The Doctoral Students Coalition advocated the benefits of unionization during a town hall on Wednesday evening with over 50 doctoral candidates as part of an ongoing campaign to raise awareness about labor concerns for research and teaching assistants at Georgetown.
Led by the DSC, a student organization focused on doctoral student issues, the meeting featured recommendations from the DSC’s working group for unionization. The working group began to consider unionization following the National Labor Relations Board ruling this summer that all graduate students working as research and teaching assistants in private universities are school employees with the right to unionize legitimately.
The coalition’s next immediate steps in the process include starting a campaign and affiliating with an international union.
The group hopes to identify interested sectors of the graduate student population, including master’s students, through outreach and surveys. This will allow them to define the level of interest, according to working group member and philosophy department doctoral candidate Deidre Nelms (GRD ’19).
After examining the results of collective bargaining in more than 30 public and private universities, the working group concluded that in all instances, renegotiated contracts included an increase in stipends along with improvements in access to health care, child care, summer funding and comprehensive work schedules.
DSC members said these outcomes are relevant given the current financial and health benefits afforded to doctoral students by the university.
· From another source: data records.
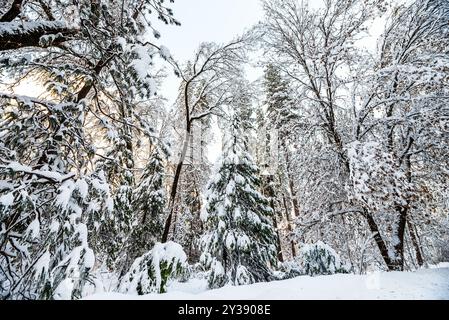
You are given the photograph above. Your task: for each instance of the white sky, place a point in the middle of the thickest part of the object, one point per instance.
(205, 21)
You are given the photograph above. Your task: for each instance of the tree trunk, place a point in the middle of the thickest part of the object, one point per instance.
(174, 188)
(289, 226)
(414, 238)
(380, 242)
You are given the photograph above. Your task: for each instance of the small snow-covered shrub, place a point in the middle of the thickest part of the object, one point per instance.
(150, 272)
(320, 259)
(288, 270)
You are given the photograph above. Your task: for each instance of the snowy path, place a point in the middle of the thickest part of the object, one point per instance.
(423, 284)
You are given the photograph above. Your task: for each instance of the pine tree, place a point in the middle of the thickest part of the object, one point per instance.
(148, 211)
(239, 245)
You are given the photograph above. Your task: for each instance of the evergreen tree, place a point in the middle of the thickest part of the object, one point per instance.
(239, 245)
(148, 211)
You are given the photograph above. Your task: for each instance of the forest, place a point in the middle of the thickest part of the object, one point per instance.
(335, 161)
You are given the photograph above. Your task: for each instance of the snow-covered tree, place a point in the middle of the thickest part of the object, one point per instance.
(239, 244)
(151, 272)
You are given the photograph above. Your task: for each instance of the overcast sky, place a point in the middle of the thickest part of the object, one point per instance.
(205, 21)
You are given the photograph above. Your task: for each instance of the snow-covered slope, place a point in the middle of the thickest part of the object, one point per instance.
(423, 284)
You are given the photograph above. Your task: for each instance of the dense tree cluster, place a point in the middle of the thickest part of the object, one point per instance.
(335, 161)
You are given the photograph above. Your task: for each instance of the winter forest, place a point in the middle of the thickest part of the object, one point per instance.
(335, 160)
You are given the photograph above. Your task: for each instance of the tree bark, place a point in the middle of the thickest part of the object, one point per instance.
(174, 188)
(29, 35)
(414, 238)
(13, 12)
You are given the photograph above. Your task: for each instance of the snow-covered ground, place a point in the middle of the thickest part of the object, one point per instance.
(424, 284)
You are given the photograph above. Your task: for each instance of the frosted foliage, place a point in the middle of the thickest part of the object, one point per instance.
(151, 272)
(319, 259)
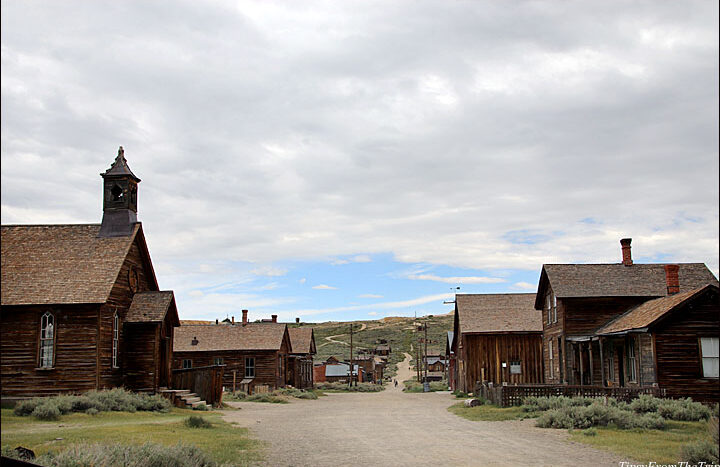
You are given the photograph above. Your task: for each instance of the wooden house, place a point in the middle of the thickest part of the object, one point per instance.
(256, 355)
(451, 372)
(669, 341)
(302, 342)
(497, 338)
(579, 301)
(81, 307)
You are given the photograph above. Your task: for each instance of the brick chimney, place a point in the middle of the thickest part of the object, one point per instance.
(627, 255)
(672, 278)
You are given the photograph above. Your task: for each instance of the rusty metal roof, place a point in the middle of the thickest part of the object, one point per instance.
(645, 314)
(253, 336)
(302, 340)
(617, 280)
(62, 264)
(493, 313)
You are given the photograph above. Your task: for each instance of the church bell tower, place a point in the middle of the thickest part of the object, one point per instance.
(119, 199)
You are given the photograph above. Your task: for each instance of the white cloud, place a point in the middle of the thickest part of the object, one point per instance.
(456, 280)
(269, 271)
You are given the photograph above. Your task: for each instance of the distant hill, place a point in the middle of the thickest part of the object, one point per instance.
(333, 338)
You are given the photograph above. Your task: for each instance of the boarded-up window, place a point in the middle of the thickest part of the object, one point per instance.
(47, 340)
(116, 339)
(709, 348)
(249, 367)
(632, 373)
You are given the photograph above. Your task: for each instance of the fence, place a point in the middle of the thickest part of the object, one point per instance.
(506, 396)
(205, 381)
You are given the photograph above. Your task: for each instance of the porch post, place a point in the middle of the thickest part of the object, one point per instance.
(602, 364)
(592, 367)
(582, 372)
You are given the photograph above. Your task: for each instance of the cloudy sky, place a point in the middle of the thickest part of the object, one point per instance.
(354, 160)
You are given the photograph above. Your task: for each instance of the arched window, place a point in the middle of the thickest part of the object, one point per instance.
(47, 340)
(116, 339)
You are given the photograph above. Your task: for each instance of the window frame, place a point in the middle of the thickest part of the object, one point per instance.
(703, 357)
(551, 359)
(42, 340)
(116, 341)
(249, 365)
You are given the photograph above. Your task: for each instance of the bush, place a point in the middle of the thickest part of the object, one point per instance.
(683, 410)
(645, 403)
(701, 451)
(195, 421)
(146, 455)
(48, 410)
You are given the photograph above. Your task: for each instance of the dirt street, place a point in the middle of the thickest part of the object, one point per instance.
(392, 428)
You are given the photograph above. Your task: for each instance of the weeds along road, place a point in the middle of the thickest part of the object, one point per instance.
(392, 428)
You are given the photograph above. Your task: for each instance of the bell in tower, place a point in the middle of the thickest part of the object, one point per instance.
(119, 199)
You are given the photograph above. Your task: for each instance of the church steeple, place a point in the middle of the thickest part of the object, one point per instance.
(119, 198)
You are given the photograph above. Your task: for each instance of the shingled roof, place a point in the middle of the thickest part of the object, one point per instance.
(617, 280)
(152, 307)
(302, 340)
(62, 264)
(492, 313)
(253, 336)
(647, 313)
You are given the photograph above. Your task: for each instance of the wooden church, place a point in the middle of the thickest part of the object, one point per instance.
(81, 308)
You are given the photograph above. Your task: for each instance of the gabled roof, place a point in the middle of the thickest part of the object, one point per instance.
(497, 313)
(253, 336)
(64, 264)
(645, 314)
(152, 307)
(302, 340)
(617, 280)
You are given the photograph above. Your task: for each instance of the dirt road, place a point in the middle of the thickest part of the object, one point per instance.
(392, 428)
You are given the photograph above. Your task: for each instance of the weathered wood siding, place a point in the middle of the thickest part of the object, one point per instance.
(488, 351)
(677, 346)
(76, 336)
(140, 356)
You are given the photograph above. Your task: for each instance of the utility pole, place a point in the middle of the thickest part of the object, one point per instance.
(425, 350)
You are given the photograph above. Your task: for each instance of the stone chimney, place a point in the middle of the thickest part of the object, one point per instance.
(627, 254)
(672, 278)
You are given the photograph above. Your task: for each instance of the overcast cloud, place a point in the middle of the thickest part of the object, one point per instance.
(493, 136)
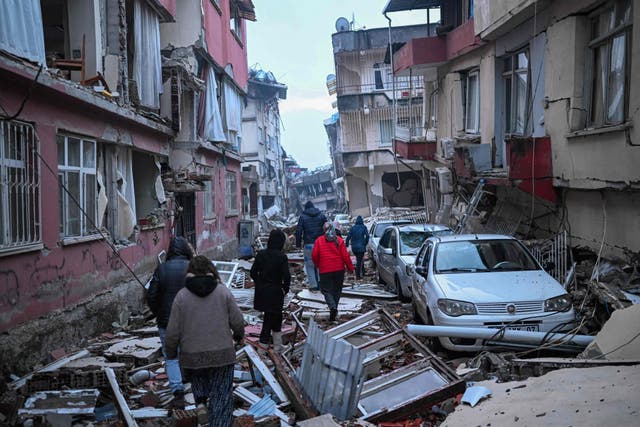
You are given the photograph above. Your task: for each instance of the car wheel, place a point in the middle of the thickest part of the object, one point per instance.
(401, 295)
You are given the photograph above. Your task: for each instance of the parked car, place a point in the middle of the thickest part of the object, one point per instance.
(486, 281)
(344, 222)
(375, 233)
(397, 252)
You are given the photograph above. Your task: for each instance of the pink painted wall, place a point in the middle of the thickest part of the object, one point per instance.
(222, 44)
(170, 5)
(35, 283)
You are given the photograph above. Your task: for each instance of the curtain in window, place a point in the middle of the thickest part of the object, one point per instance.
(210, 125)
(21, 30)
(126, 194)
(233, 109)
(147, 64)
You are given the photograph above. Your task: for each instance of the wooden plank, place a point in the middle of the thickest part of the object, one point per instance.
(122, 403)
(266, 373)
(48, 368)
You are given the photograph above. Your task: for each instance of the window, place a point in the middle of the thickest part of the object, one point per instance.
(77, 173)
(231, 193)
(516, 93)
(610, 49)
(472, 102)
(208, 198)
(235, 22)
(386, 132)
(20, 224)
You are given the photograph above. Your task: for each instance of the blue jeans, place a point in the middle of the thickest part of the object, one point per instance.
(172, 366)
(309, 267)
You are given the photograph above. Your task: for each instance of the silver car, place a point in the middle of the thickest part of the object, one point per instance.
(397, 252)
(375, 233)
(486, 281)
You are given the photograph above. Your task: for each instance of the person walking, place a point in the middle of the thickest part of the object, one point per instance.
(358, 237)
(308, 230)
(205, 321)
(331, 257)
(166, 282)
(270, 273)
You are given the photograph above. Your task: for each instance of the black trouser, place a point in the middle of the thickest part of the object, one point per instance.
(359, 264)
(272, 322)
(331, 287)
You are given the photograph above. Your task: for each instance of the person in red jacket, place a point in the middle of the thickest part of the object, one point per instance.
(330, 258)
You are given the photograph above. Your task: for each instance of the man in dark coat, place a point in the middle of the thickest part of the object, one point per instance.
(308, 230)
(167, 280)
(358, 237)
(270, 272)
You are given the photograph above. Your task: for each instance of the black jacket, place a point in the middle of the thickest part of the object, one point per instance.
(270, 273)
(310, 226)
(168, 279)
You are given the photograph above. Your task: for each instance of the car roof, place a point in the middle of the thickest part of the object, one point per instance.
(423, 227)
(467, 237)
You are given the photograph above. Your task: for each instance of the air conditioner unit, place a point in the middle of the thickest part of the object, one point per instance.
(445, 180)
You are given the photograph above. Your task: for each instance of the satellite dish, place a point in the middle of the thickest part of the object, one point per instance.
(342, 24)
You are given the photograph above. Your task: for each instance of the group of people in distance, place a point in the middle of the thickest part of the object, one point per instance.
(200, 323)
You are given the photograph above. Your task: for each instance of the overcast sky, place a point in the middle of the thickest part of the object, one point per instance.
(292, 39)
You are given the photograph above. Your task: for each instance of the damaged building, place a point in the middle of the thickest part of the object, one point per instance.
(558, 150)
(120, 126)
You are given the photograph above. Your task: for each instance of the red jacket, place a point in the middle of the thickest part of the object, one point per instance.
(330, 256)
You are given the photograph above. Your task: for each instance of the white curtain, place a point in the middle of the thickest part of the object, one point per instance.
(233, 108)
(21, 31)
(213, 130)
(126, 194)
(147, 63)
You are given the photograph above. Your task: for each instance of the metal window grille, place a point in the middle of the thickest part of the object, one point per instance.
(77, 172)
(20, 215)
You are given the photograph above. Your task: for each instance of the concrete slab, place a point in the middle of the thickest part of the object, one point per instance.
(579, 397)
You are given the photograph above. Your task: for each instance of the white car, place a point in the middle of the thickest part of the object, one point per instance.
(397, 252)
(486, 281)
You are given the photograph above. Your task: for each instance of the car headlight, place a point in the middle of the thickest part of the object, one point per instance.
(456, 308)
(561, 303)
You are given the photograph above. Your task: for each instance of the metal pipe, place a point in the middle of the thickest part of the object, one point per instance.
(524, 337)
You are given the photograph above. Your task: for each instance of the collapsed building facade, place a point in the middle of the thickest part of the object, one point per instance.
(120, 126)
(558, 151)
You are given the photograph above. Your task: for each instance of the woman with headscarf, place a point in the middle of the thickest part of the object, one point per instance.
(358, 237)
(270, 273)
(331, 258)
(205, 321)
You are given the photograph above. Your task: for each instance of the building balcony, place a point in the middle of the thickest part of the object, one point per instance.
(430, 52)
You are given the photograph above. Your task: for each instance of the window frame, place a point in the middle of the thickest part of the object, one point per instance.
(231, 193)
(606, 40)
(475, 73)
(510, 120)
(29, 164)
(64, 198)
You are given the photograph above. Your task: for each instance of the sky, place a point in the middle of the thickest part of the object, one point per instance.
(292, 39)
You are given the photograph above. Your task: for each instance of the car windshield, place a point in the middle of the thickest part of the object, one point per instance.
(482, 256)
(411, 241)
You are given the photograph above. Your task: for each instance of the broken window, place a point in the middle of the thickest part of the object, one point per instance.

Georgetown’s current wages for TAs fall short of the living wage of $16.45 per hour, as stipulated in Georgetown’s Just Employment Policy. According to the group’s research, Georgetown is the only top university that paid less than the living wage to graduate students.
Nelms said doctoral students have different needs than undergraduate students.
“We are absolutely overdue for a new plan,” Nelms said. “We have the same health insurance as the undergraduate students that we teach for, which is ridiculous, because we are employees. We are adults, some of us have children, dependents and we are more likely to have medical issues than undergraduates.”
Unionizing would ensure a cohesive bargaining structure and build positive relationships with administrators, according to members.
Kalmanovitz Initiative for Labor and the Working Poor Program Coordinator Nick Wertsch (COL ’09, LAW ’18) said the prospects for a graduate student union at Georgetown are positive due to the existence of the Just Employment Policy adopted in 2005, which ensures a right to unionize and a minimum compensation for all employees.
“No other university has something quite like [the Just Employment Policy],” Wertsch said. “What’s unique about Georgetown is that they’ve institutionally committed to this policy for the last 11 years.”
The group also analyzed potential options as part of its summer research and determined that the American Federation of Teachers union possessed the most desirable credentials.
“We were looking for specific qualities in a union. Experience — we want a union that has experience on academic campuses — and local autonomy. If we were to form a union, we want it to be as democratic as possible,” Nelms said.
Besides its experience with graduate students, AFT offered the working group the possibility of having its own local, independent access to membership data and physical presence in the bargaining process.
“Should we go forward, it is probably in our best interest to affiliate with AFT,” Nelms said.
Once the process begins advancing, union leaders will come to the university to speak to interested students, who will then vote on whether or not they want to unionize.
Nabina Liebow (GRD ’13, GRD ’17), a doctoral candidate in the philosophy department, said the meeting clarified her doubts about unionization and led her to realize its benefits.
“I think the event definitely gave me more information so I can be more aware about what the pros and cons are,” Liebow said. “I think I am definitely more positively pro-unionization than I was before the meeting.”
Meredith Denning (GRD ’16), a doctoral candidate in transregional history, said the benefits of unionization became clear during her time at the University of Waterloo, and said graduates would benefit from engaging in this venture, especially for the purposes of securing better health care benefits.
“It is almost impossible to have children and be a graduate student. Ph.D. students are frequently older than 25, and that’s the time people want to get married, have children, and live a normal adult life, and at the moment that is simply not possible. And it’s not just the working hours, it’s that there is zero institutional support for graduate students with children,” Denning said.
Jake Earl (GRD ’12, GRD ’17), a doctoral candidate in philosophy and member of the working group, said he was initially skeptical about unions but later realized their importance in a graduate student context.
“When I joined the working group, I was skeptical. I don’t think unions are a good thing in every industry, I think that unions sometimes waste the dues that they are paid, that they are sometimes coercive,” Earl said. “But when we dug into graduate student unions, I didn’t see any of these downsides. Universities that have unions thrive, students thrive.”